Мисс Рони находила, что пансион благополучен только тогда, когда весь его строй отражает до полного сходства ее образ жизни.
Мисс Рони, встав, принимала прохладную ванну, делала гимнастику, растиралась полотенцами, надевала рабочее платье, читала молитвы и приступала к занятиям. И она требовала, чтобы все, кто жил с нею под одной крышей, встав, делали – за недостатком ванн – обливания, гимнастику, растирались полотенцами и читали молитвы. Даже садовник – старик лет шестидесяти – уверял мисс Рони, что по утрам занимается по системе Мюллера и меняет белье точно, как ему предписано, – по средам и субботам. Женскую прислугу мисс Рони могла проверить лично, и обмана здесь быть не могло. Мужчин же, кроме садовника и учителей, приходивших в пансион на уроки, то есть после гимнастики и обтираний, в доме не было.

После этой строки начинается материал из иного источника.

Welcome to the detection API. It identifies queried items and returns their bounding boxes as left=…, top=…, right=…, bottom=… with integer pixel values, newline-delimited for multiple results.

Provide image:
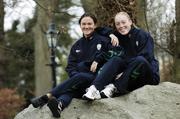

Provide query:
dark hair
left=79, top=13, right=97, bottom=24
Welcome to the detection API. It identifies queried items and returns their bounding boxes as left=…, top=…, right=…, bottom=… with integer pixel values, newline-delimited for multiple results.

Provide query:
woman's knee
left=135, top=56, right=148, bottom=64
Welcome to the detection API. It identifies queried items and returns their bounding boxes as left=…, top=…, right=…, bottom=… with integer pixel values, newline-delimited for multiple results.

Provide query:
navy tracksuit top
left=66, top=32, right=110, bottom=77
left=97, top=27, right=160, bottom=82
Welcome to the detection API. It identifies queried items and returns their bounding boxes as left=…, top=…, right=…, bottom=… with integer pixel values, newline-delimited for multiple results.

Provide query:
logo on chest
left=97, top=44, right=102, bottom=50
left=75, top=50, right=81, bottom=53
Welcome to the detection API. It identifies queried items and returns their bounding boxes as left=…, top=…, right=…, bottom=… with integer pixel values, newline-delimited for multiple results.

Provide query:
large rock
left=15, top=82, right=180, bottom=119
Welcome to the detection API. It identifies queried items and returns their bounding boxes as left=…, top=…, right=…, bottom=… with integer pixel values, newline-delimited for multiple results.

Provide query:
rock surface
left=15, top=82, right=180, bottom=119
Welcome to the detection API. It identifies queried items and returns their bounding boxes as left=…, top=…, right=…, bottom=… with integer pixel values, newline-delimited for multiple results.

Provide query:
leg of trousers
left=49, top=73, right=95, bottom=107
left=114, top=56, right=153, bottom=94
left=92, top=57, right=125, bottom=91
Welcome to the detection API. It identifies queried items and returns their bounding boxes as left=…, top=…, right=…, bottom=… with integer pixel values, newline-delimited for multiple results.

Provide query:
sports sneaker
left=100, top=84, right=117, bottom=98
left=30, top=95, right=49, bottom=108
left=82, top=85, right=101, bottom=100
left=47, top=98, right=63, bottom=118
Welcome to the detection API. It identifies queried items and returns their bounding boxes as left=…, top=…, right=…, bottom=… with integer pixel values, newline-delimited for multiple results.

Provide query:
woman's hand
left=109, top=34, right=119, bottom=46
left=90, top=61, right=98, bottom=72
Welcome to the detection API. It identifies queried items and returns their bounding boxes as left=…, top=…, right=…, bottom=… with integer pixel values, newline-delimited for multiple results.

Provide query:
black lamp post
left=46, top=23, right=58, bottom=87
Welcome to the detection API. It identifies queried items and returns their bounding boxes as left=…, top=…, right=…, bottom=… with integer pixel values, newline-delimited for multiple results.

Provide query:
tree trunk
left=0, top=0, right=4, bottom=42
left=33, top=0, right=52, bottom=95
left=174, top=0, right=180, bottom=83
left=0, top=0, right=5, bottom=87
left=135, top=0, right=148, bottom=30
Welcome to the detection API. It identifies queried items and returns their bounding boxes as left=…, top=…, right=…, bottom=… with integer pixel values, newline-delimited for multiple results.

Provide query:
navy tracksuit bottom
left=50, top=56, right=154, bottom=107
left=92, top=56, right=156, bottom=94
left=49, top=62, right=96, bottom=108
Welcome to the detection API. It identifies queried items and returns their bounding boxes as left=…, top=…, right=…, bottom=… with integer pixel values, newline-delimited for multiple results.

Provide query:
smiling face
left=114, top=12, right=132, bottom=35
left=80, top=16, right=96, bottom=37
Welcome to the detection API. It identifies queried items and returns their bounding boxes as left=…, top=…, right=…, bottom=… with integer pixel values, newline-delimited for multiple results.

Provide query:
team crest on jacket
left=76, top=50, right=81, bottom=53
left=97, top=44, right=102, bottom=50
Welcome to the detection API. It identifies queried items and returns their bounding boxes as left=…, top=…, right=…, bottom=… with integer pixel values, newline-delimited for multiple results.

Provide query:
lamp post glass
left=46, top=23, right=58, bottom=48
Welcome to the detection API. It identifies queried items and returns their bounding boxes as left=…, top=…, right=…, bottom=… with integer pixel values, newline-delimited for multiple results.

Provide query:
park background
left=0, top=0, right=180, bottom=119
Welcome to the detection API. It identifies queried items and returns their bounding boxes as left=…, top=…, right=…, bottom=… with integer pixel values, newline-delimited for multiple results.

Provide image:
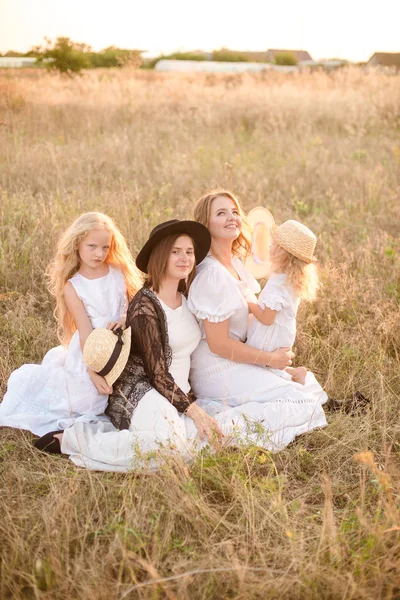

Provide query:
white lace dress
left=247, top=273, right=300, bottom=380
left=0, top=267, right=126, bottom=436
left=188, top=256, right=327, bottom=451
left=61, top=297, right=204, bottom=472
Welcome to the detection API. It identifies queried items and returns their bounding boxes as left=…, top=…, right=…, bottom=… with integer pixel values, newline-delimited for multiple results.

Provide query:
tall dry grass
left=0, top=69, right=400, bottom=600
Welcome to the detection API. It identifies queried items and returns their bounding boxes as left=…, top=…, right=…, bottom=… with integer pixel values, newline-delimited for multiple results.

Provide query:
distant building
left=265, top=48, right=312, bottom=63
left=367, top=52, right=400, bottom=70
left=154, top=59, right=298, bottom=73
left=0, top=56, right=36, bottom=69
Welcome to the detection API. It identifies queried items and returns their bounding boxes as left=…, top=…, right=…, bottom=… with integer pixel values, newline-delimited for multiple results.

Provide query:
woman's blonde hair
left=193, top=189, right=251, bottom=258
left=46, top=212, right=141, bottom=345
left=146, top=233, right=196, bottom=296
left=270, top=242, right=320, bottom=301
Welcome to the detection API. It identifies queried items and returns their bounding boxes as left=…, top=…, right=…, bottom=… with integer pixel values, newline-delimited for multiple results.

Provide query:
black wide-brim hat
left=136, top=219, right=211, bottom=273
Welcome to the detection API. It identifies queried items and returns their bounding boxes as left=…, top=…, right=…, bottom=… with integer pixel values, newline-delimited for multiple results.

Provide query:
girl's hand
left=186, top=403, right=224, bottom=446
left=88, top=369, right=112, bottom=396
left=247, top=302, right=257, bottom=315
left=107, top=319, right=126, bottom=329
left=267, top=348, right=294, bottom=369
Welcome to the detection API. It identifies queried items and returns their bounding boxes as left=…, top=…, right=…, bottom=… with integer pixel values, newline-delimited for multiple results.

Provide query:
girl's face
left=166, top=235, right=196, bottom=280
left=78, top=229, right=112, bottom=269
left=208, top=196, right=242, bottom=241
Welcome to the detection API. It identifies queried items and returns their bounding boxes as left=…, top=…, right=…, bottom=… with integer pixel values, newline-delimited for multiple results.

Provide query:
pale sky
left=0, top=0, right=400, bottom=61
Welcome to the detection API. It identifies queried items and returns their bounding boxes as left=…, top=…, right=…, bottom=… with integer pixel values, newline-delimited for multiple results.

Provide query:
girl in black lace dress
left=39, top=220, right=222, bottom=471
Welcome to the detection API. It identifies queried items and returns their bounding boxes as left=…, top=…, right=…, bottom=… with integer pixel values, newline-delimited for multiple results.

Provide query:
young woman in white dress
left=188, top=191, right=327, bottom=451
left=247, top=220, right=319, bottom=385
left=38, top=220, right=222, bottom=471
left=0, top=212, right=140, bottom=436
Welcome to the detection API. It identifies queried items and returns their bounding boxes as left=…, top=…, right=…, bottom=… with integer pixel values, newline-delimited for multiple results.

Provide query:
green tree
left=32, top=37, right=91, bottom=76
left=274, top=52, right=297, bottom=66
left=89, top=46, right=142, bottom=68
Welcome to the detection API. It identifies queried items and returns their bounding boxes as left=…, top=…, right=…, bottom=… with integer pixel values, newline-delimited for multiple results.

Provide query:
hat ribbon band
left=97, top=327, right=124, bottom=377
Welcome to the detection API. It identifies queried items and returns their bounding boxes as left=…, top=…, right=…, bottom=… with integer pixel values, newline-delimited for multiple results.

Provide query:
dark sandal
left=325, top=392, right=371, bottom=415
left=33, top=431, right=63, bottom=454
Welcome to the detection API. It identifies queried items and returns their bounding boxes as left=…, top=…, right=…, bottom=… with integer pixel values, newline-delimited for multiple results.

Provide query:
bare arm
left=64, top=281, right=93, bottom=350
left=204, top=319, right=294, bottom=369
left=247, top=302, right=278, bottom=325
left=64, top=281, right=112, bottom=394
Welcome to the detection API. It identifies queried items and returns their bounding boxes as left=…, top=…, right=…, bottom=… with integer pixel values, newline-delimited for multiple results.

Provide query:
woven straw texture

Двадцать воспитанниц – всегда двадцать, не больше и не меньше – находились под неустанным наблюдением директрисы; и ничто не могло быть утаено от нее, как ничто происходившее у подъезда не могло не отразиться в зеркальце, прикрепленном к окну кабинета мисс Рони.

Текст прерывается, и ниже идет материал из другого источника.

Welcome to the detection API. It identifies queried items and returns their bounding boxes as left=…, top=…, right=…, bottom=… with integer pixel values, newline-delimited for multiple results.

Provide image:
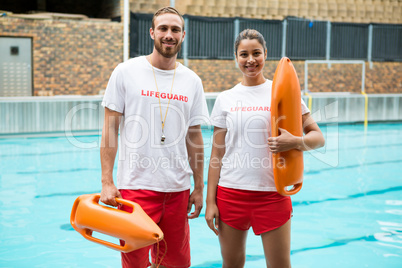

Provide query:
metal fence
left=130, top=13, right=402, bottom=61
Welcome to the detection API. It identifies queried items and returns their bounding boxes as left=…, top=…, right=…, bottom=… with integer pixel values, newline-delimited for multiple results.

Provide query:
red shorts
left=216, top=186, right=292, bottom=235
left=120, top=190, right=190, bottom=268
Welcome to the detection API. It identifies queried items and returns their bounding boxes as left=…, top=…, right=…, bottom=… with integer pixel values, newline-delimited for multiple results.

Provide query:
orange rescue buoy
left=70, top=194, right=163, bottom=253
left=271, top=57, right=303, bottom=195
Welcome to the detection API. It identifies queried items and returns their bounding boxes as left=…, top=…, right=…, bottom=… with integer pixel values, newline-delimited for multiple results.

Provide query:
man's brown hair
left=152, top=7, right=184, bottom=31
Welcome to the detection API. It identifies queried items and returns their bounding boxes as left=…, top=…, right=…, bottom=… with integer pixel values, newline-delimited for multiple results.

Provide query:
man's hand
left=205, top=203, right=219, bottom=235
left=100, top=180, right=121, bottom=207
left=187, top=189, right=203, bottom=219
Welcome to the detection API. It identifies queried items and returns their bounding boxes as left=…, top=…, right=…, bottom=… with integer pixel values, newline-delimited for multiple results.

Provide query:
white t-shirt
left=102, top=56, right=208, bottom=192
left=211, top=80, right=310, bottom=191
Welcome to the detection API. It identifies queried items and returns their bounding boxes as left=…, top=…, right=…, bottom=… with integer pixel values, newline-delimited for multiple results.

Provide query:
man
left=101, top=7, right=208, bottom=268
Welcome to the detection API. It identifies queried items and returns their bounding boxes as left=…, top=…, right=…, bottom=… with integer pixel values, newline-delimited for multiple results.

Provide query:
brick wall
left=0, top=17, right=123, bottom=96
left=188, top=60, right=402, bottom=94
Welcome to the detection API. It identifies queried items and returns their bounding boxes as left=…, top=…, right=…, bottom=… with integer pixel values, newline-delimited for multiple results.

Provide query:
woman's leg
left=261, top=220, right=291, bottom=268
left=219, top=221, right=248, bottom=268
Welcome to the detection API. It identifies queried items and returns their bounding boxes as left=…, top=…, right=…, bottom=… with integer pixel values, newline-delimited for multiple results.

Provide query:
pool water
left=0, top=123, right=402, bottom=268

По обеду, танцам и молитве учителя проверяли часы, и казалось, само солнце присматривалось к загородным экскурсиям и прогулкам пансиона мисс Рони.
Дважды в зиму пансионерки ходили в дом Гете, и перед тем мисс Рони читала в классе отрывки из его биографии, соглашаясь, что имя этого человека можно произносить рядом с именем Шекспира.
Осенью и весною ездили за город, и тогда мисс Рони подозрительно прислушивалась к тому, что говорил учитель естествознания об опылении растений.
Раз в месяц совершалось гулянье по городу. И каждую неделю посещали кирку, где слушали проповедь и подтягивали органу.
Ежедневная прогулка делалась в саду, по аллеям и дорожкам, вдалеке от решетки, вокруг улыбавшегося гнома и сиявших шаров на клумбах, и длилась три четверти часа. Шли парами, неторопливо, без оглядок, кружась и проходя десятки раз одну и ту же точку, и спереди выступала классная дама, вытянув шею и сложив на животе руки, а позади припечатывала к гравию негнувшиеся подошвы мисс Рони.
– Фрейлейн, – говорила она, называя воспитанницу по имени, – остановитесь. Я заметила, как вы оторвали от тополя ветку и бросили ее на газон. Вы совершили, таким образом, два дурных поступка. Назовите их. Во-первых…
– Во-первых, я оторвала от тополя ветку…
– И во-вторых…
– И во-вторых, я бросила ветку на газон…
– Больше вы ничего не должны сказать?
– Простите, мисс Рони.
– Поднимите ветку с газона и отнесите ее в мусорную корзину.
О, воспитательная система, применявшаяся мисс Рони, признавалась не одними педагогическими авторитетами, но обществом и даже высшим светом. Она была безукоризненна, эта система, и это отлично понимали пансионерки.
Это отлично поняла Мари, когда, одевшись в пелеринку, нарукавники и передник, вдруг потеряла свое лицо, свой голос, даже свой взгляд, и в ее памяти внезапно скользнули туманные, заслоненные болью, будто никогда не бывшие монастырские руины, вершина Лауше, на которую карабкается солнце, остробокие скалы, наваленные по гребням гор, как ломаная мебель, мрачная усыпальница маркграфов – и в ней бледное, испуганное, просящее лицо с чуть-чуть открытым ртом.